Harmonising Choreography and Orchestration in Serverless Architectures
In the evolving landscape of serverless and cell-based architectures, where the granularity of services is paramount, each component, such as an AWS Lambda function, is designed to be a self-contained, single-responsibility entity. These components are crafted to be independently deployable, testable, and replaceable, forming the building blocks of a highly modular and scalable system.
In this context, it becomes critically important to navigate the nuances between centralised orchestration and decentralized choreography, especially when constructing complex business processes with these serverless functions. Each approach has its merits and drawbacks, and understanding these is key to leveraging the full potential of serverless architectures.
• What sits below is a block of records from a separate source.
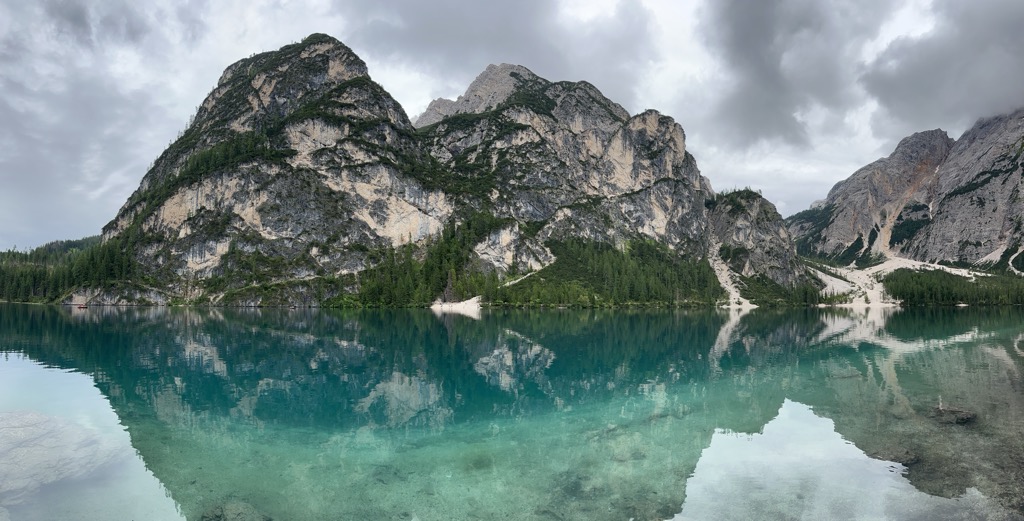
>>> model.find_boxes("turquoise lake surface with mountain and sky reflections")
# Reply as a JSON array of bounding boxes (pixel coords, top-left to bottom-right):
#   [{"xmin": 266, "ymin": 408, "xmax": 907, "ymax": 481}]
[{"xmin": 0, "ymin": 304, "xmax": 1024, "ymax": 521}]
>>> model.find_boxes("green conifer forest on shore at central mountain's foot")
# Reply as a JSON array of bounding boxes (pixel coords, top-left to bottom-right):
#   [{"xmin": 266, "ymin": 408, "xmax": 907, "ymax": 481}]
[{"xmin": 350, "ymin": 214, "xmax": 725, "ymax": 307}]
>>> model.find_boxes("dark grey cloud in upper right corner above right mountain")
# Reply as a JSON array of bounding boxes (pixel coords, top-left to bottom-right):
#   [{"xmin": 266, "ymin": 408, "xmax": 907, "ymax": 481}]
[{"xmin": 861, "ymin": 0, "xmax": 1024, "ymax": 139}]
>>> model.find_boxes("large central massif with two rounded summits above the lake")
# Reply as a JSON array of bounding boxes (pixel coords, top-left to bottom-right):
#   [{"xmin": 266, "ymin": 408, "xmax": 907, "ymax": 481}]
[{"xmin": 93, "ymin": 35, "xmax": 806, "ymax": 305}]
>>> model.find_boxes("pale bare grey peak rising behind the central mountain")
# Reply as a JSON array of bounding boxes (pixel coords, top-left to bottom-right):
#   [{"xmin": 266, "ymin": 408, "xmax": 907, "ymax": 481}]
[{"xmin": 414, "ymin": 63, "xmax": 547, "ymax": 127}]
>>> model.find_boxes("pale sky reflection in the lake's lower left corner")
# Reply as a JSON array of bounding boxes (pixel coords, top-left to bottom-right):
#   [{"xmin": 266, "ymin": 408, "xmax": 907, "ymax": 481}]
[{"xmin": 0, "ymin": 353, "xmax": 183, "ymax": 521}]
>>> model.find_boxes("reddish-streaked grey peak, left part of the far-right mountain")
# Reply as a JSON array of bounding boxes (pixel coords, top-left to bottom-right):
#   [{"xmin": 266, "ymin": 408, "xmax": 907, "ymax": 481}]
[{"xmin": 788, "ymin": 130, "xmax": 953, "ymax": 257}]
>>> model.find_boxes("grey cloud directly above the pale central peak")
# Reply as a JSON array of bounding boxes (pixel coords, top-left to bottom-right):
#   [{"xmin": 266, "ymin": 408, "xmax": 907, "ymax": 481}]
[{"xmin": 337, "ymin": 0, "xmax": 657, "ymax": 114}]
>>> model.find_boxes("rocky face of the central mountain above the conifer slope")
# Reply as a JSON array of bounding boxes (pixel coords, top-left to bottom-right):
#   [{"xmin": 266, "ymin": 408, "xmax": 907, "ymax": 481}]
[{"xmin": 420, "ymin": 66, "xmax": 714, "ymax": 267}]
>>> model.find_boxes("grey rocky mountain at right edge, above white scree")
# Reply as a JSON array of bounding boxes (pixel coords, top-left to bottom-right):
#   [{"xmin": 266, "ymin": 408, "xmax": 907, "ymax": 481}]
[{"xmin": 786, "ymin": 110, "xmax": 1024, "ymax": 265}]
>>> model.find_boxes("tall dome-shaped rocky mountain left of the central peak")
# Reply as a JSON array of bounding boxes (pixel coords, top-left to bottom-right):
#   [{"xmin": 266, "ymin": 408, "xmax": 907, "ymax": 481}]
[{"xmin": 103, "ymin": 35, "xmax": 453, "ymax": 302}]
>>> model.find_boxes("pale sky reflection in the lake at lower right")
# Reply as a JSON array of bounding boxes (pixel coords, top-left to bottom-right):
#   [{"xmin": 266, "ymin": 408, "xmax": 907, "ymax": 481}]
[{"xmin": 673, "ymin": 400, "xmax": 1001, "ymax": 521}]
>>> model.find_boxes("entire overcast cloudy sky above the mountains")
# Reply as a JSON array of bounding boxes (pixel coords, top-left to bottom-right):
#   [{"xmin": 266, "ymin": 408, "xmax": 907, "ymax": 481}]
[{"xmin": 0, "ymin": 0, "xmax": 1024, "ymax": 250}]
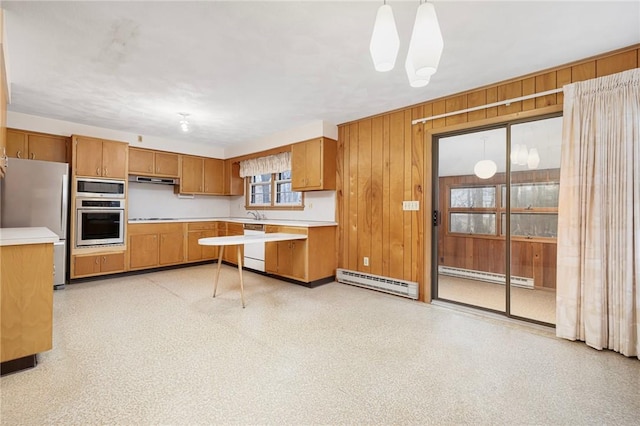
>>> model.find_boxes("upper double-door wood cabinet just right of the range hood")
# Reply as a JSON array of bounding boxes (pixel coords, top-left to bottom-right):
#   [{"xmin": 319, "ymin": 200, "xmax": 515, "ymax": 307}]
[{"xmin": 178, "ymin": 155, "xmax": 224, "ymax": 195}]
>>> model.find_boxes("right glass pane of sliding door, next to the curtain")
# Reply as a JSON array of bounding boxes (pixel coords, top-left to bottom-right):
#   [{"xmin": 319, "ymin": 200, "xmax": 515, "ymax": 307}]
[{"xmin": 510, "ymin": 117, "xmax": 562, "ymax": 324}]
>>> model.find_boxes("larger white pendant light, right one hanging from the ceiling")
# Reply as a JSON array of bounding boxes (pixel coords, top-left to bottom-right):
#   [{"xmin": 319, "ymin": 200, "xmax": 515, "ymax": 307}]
[{"xmin": 408, "ymin": 3, "xmax": 444, "ymax": 77}]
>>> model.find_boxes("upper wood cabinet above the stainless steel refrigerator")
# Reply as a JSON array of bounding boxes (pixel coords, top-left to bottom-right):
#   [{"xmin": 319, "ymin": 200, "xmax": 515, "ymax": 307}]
[{"xmin": 7, "ymin": 129, "xmax": 69, "ymax": 163}]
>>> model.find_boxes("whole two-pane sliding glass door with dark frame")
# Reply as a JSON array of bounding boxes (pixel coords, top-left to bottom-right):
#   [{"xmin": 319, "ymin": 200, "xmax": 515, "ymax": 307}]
[{"xmin": 433, "ymin": 117, "xmax": 561, "ymax": 324}]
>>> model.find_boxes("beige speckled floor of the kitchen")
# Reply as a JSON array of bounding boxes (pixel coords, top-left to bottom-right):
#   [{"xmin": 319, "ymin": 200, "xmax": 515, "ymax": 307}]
[{"xmin": 0, "ymin": 265, "xmax": 640, "ymax": 425}]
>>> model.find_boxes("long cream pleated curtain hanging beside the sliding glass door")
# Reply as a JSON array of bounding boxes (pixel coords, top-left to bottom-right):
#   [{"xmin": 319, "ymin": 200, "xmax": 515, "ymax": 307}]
[{"xmin": 556, "ymin": 69, "xmax": 640, "ymax": 357}]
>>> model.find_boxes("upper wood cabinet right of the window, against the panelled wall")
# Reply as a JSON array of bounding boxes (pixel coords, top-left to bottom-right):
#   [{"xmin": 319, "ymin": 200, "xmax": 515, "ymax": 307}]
[{"xmin": 291, "ymin": 138, "xmax": 337, "ymax": 191}]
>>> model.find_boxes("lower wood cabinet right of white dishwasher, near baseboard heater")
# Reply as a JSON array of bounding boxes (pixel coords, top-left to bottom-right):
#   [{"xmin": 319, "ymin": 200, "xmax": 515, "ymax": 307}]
[{"xmin": 265, "ymin": 225, "xmax": 337, "ymax": 282}]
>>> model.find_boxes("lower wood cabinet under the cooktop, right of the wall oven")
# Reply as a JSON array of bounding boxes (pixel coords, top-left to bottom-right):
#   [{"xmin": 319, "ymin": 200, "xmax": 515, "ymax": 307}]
[{"xmin": 128, "ymin": 223, "xmax": 184, "ymax": 270}]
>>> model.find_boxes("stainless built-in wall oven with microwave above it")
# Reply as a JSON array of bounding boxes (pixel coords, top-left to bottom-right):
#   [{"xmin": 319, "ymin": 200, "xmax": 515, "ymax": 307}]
[{"xmin": 75, "ymin": 178, "xmax": 126, "ymax": 247}]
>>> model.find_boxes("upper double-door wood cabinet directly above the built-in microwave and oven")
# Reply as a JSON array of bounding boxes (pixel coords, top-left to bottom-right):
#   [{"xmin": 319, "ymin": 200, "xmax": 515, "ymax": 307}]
[{"xmin": 73, "ymin": 135, "xmax": 128, "ymax": 179}]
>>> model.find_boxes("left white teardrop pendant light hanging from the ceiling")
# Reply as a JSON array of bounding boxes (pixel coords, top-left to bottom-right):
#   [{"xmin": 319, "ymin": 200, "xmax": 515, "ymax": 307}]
[{"xmin": 369, "ymin": 4, "xmax": 400, "ymax": 72}]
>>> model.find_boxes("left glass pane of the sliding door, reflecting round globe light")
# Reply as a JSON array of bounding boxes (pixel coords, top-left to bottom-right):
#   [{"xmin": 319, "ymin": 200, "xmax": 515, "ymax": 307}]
[{"xmin": 435, "ymin": 128, "xmax": 507, "ymax": 312}]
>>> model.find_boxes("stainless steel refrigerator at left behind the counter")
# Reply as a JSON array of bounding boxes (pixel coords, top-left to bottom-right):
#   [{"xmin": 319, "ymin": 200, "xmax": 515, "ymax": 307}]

Based on extensive experience in deploying serverless solutions, a nuanced strategy is often most effective. I advocate for employing a centralised orchestration service, such as Amazon Step Functions, for managing intricate workflows at the micro-level within a defined boundary or context. This orchestrator acts as the maestro, directing each function on when and how to perform its task, ensuring a coherent and predictable workflow. Furthermore, at crucial milestones or completion of specific stages, this orchestration service can publish events to designated event streams. These streams serve as conduits, broadcasting the progress or outcomes beyond the immediate boundaries of the context.
However, the architecture’s true agility and scalability come to the forefront at the macro level, where a choreography pattern shines. By setting up a system where processors, potentially spanning across various bounded contexts and business domains, can independently subscribe to and consume events from these streams, a decentralised model of interaction is established. This model fosters a loosely coupled environment, where services are not rigidly bound to each other but interact based on the flow of events, allowing for greater flexibility and resilience.
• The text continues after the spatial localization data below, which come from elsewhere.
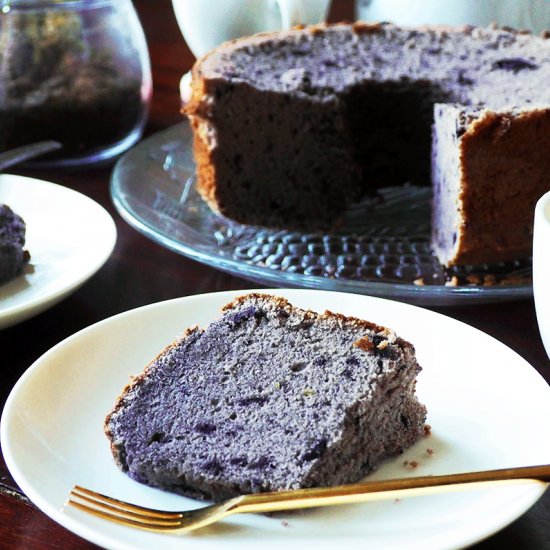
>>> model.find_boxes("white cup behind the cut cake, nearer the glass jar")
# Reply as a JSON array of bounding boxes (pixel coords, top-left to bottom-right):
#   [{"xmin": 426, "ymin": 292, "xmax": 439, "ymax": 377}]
[{"xmin": 172, "ymin": 0, "xmax": 330, "ymax": 57}]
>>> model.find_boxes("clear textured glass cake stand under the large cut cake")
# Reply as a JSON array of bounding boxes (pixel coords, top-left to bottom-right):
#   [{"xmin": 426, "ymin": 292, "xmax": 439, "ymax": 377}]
[{"xmin": 111, "ymin": 122, "xmax": 532, "ymax": 305}]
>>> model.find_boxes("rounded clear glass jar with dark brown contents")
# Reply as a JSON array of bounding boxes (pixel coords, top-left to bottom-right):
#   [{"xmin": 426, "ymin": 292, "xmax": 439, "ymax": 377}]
[{"xmin": 0, "ymin": 0, "xmax": 152, "ymax": 167}]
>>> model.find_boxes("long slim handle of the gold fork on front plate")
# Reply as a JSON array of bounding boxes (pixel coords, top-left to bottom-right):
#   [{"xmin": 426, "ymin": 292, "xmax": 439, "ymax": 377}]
[{"xmin": 233, "ymin": 465, "xmax": 550, "ymax": 513}]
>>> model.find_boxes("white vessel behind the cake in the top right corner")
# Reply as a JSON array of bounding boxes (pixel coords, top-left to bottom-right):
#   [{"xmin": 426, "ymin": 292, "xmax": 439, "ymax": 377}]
[{"xmin": 356, "ymin": 0, "xmax": 550, "ymax": 33}]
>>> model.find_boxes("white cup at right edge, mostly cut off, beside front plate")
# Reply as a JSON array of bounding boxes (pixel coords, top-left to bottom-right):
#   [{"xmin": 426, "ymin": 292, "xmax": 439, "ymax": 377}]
[{"xmin": 533, "ymin": 191, "xmax": 550, "ymax": 357}]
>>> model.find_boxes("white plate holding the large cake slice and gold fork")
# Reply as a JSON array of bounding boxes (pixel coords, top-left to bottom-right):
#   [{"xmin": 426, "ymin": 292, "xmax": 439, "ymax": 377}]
[{"xmin": 1, "ymin": 290, "xmax": 550, "ymax": 550}]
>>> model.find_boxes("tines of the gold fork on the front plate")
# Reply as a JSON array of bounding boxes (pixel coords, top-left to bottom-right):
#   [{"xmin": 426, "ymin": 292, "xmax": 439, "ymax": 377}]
[{"xmin": 67, "ymin": 485, "xmax": 182, "ymax": 531}]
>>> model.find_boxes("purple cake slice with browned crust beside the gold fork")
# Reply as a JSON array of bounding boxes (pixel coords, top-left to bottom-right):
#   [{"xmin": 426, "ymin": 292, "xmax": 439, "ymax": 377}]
[{"xmin": 105, "ymin": 294, "xmax": 426, "ymax": 500}]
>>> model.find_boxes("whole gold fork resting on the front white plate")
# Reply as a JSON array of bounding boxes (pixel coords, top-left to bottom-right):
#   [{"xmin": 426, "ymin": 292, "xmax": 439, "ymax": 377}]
[{"xmin": 67, "ymin": 465, "xmax": 550, "ymax": 531}]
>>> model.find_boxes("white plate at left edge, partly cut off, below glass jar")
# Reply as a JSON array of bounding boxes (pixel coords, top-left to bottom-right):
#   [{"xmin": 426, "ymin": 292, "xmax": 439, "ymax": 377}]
[{"xmin": 0, "ymin": 174, "xmax": 116, "ymax": 329}]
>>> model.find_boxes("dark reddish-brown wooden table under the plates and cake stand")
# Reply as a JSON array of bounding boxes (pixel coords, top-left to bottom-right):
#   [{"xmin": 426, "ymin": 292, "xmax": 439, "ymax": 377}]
[{"xmin": 0, "ymin": 0, "xmax": 550, "ymax": 550}]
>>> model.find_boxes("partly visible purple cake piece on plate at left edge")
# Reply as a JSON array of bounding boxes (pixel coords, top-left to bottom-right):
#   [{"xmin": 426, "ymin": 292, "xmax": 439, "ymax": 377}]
[{"xmin": 0, "ymin": 204, "xmax": 30, "ymax": 284}]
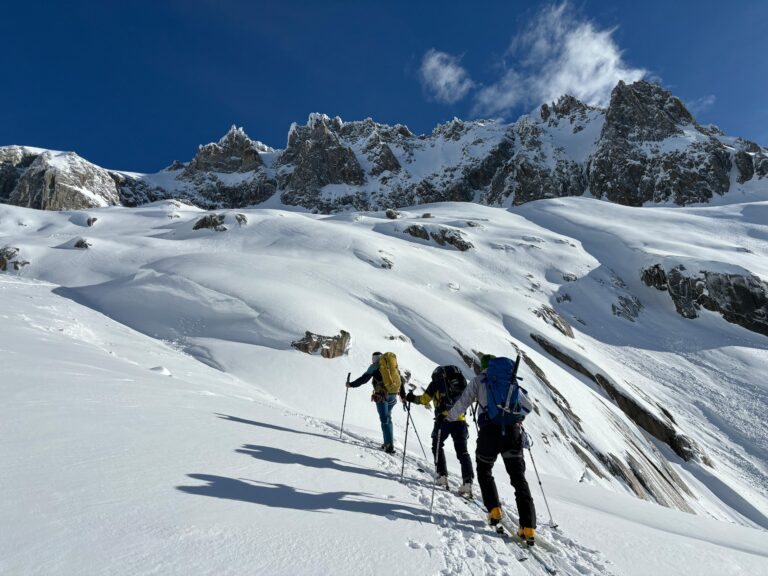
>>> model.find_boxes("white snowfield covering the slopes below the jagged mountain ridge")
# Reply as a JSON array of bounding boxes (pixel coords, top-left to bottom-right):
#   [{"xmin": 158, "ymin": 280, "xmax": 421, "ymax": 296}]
[{"xmin": 0, "ymin": 198, "xmax": 768, "ymax": 576}]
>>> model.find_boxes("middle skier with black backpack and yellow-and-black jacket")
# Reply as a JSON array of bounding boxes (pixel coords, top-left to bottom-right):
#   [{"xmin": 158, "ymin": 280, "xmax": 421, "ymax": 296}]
[{"xmin": 405, "ymin": 366, "xmax": 475, "ymax": 498}]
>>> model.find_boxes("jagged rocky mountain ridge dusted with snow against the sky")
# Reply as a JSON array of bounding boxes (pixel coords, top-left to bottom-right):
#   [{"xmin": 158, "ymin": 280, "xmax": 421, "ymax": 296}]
[{"xmin": 0, "ymin": 81, "xmax": 768, "ymax": 213}]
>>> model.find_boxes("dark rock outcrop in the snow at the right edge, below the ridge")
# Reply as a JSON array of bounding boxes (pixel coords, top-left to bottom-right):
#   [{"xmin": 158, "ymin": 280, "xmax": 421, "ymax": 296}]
[{"xmin": 641, "ymin": 264, "xmax": 768, "ymax": 336}]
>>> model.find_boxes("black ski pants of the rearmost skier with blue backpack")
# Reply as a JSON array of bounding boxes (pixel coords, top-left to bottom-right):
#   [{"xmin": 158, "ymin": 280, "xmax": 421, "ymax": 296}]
[{"xmin": 475, "ymin": 423, "xmax": 536, "ymax": 528}]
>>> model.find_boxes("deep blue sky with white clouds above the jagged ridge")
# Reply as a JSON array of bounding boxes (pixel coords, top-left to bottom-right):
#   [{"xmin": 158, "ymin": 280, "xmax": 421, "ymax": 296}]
[{"xmin": 0, "ymin": 0, "xmax": 768, "ymax": 172}]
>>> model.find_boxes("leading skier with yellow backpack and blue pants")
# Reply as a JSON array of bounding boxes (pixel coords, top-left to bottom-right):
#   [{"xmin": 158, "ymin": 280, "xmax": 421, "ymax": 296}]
[{"xmin": 347, "ymin": 352, "xmax": 405, "ymax": 454}]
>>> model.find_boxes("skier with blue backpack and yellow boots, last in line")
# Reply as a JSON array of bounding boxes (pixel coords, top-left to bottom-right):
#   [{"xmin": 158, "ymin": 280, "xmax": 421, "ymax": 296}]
[{"xmin": 447, "ymin": 355, "xmax": 536, "ymax": 546}]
Employing this hybrid approach brings a multitude of benefits. It allows teams to retain the high level of observability and monitoring capabilities that are inherent to centralised orchestration systems. This is crucial for maintaining operational insight, debugging, and ensuring the reliability of complex distributed systems. Simultaneously, it encapsulates the advantages of an event-driven architecture and the decentralised nature of choreography. This duality empowers teams and business units to operate and deliver independently, significantly reducing dependencies and coordination overhead, and thereby accelerating the time to market for new features and services.
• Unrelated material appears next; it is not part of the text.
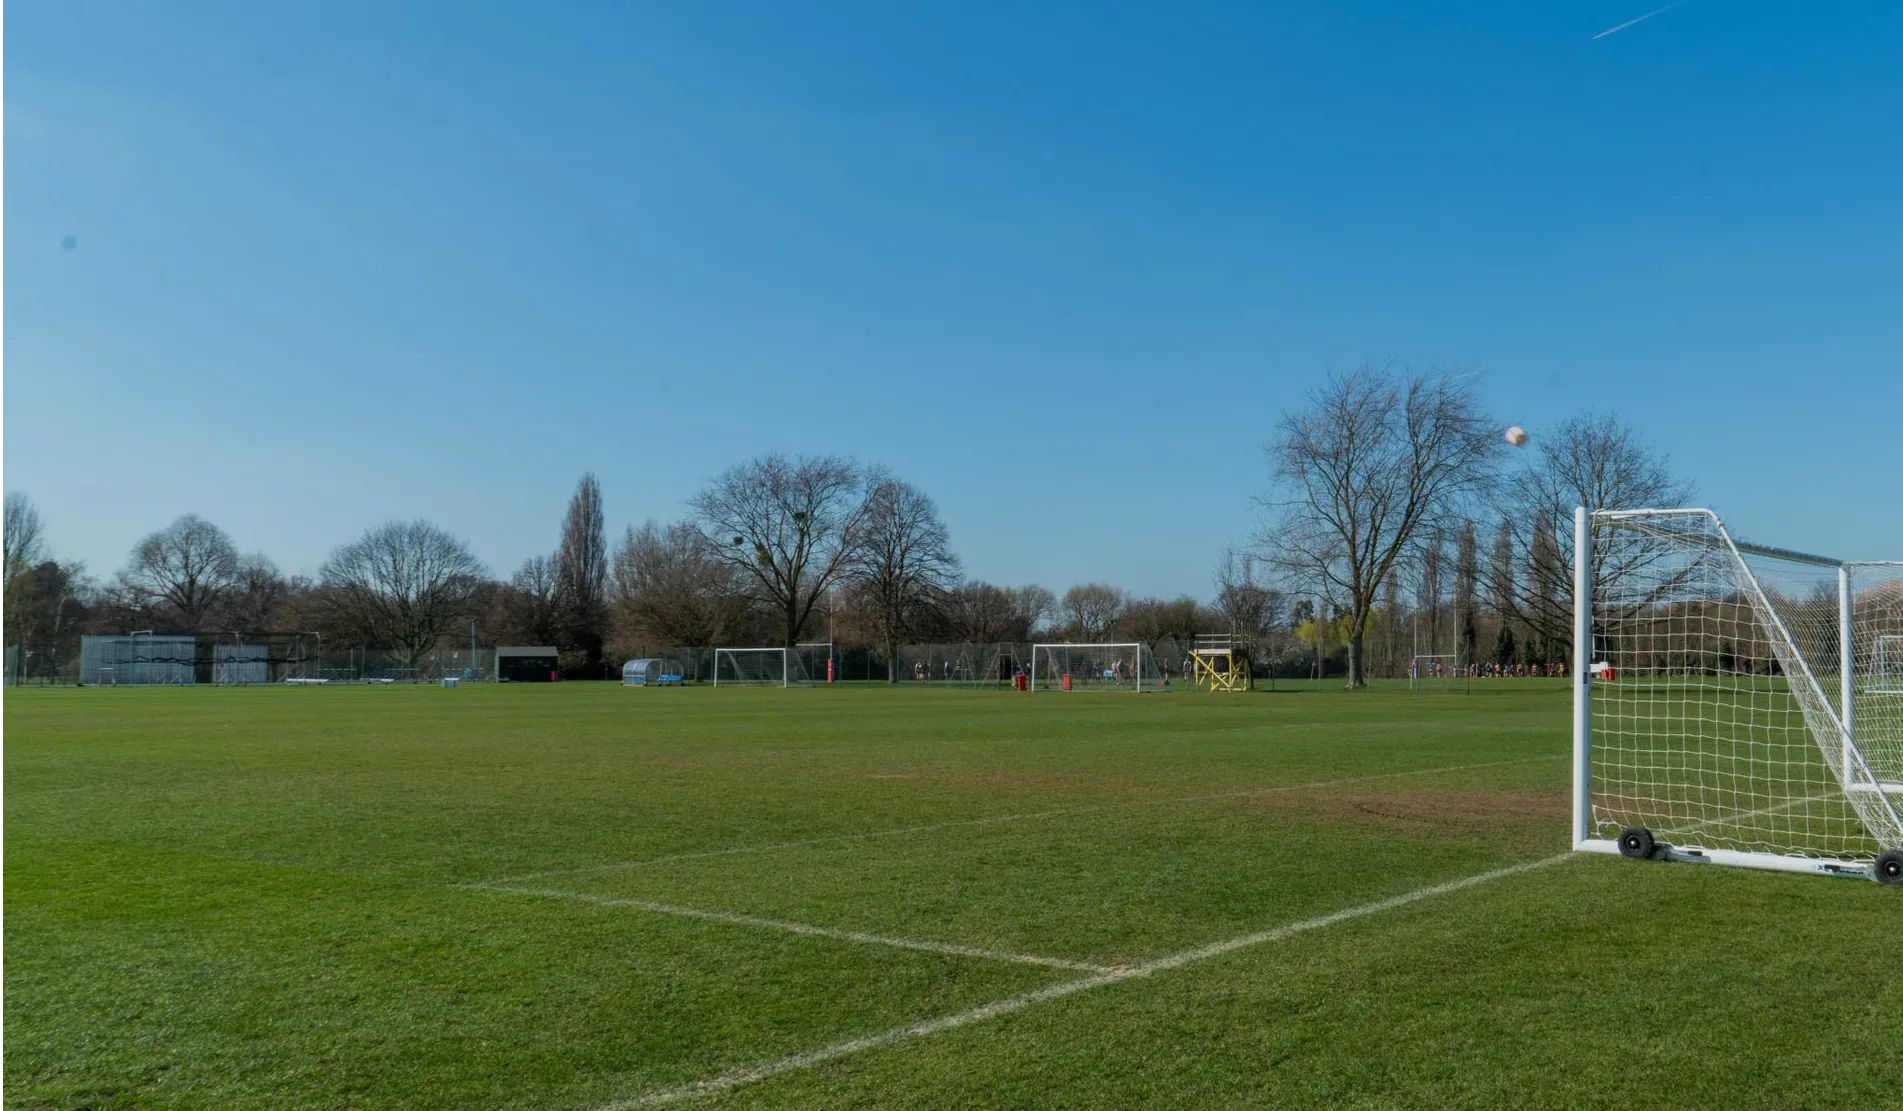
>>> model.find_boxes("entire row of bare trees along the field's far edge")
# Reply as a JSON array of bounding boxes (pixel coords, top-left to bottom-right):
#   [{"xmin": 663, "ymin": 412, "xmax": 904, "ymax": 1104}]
[{"xmin": 6, "ymin": 365, "xmax": 1692, "ymax": 685}]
The pivotal insight from this dual strategy is that the decision isn’t a binary choice between orchestration and choreography. Instead, the most robust and agile systems emerge from a harmonious blend of both paradigms. By thoughtfully integrating centralized orchestration for managing detailed, context-specific workflows with decentralised choreography for broader, cross-context interactions, a balanced and dynamic system is born. This system is not just a compromise between orchestration and choreography; it’s an optimised solution that harnesses the distinctive strengths of both approaches. It creates a digital ecosystem that is cohesive, agile, and robust, poised to adapt and thrive in the fast-paced and ever-evolving technological landscape.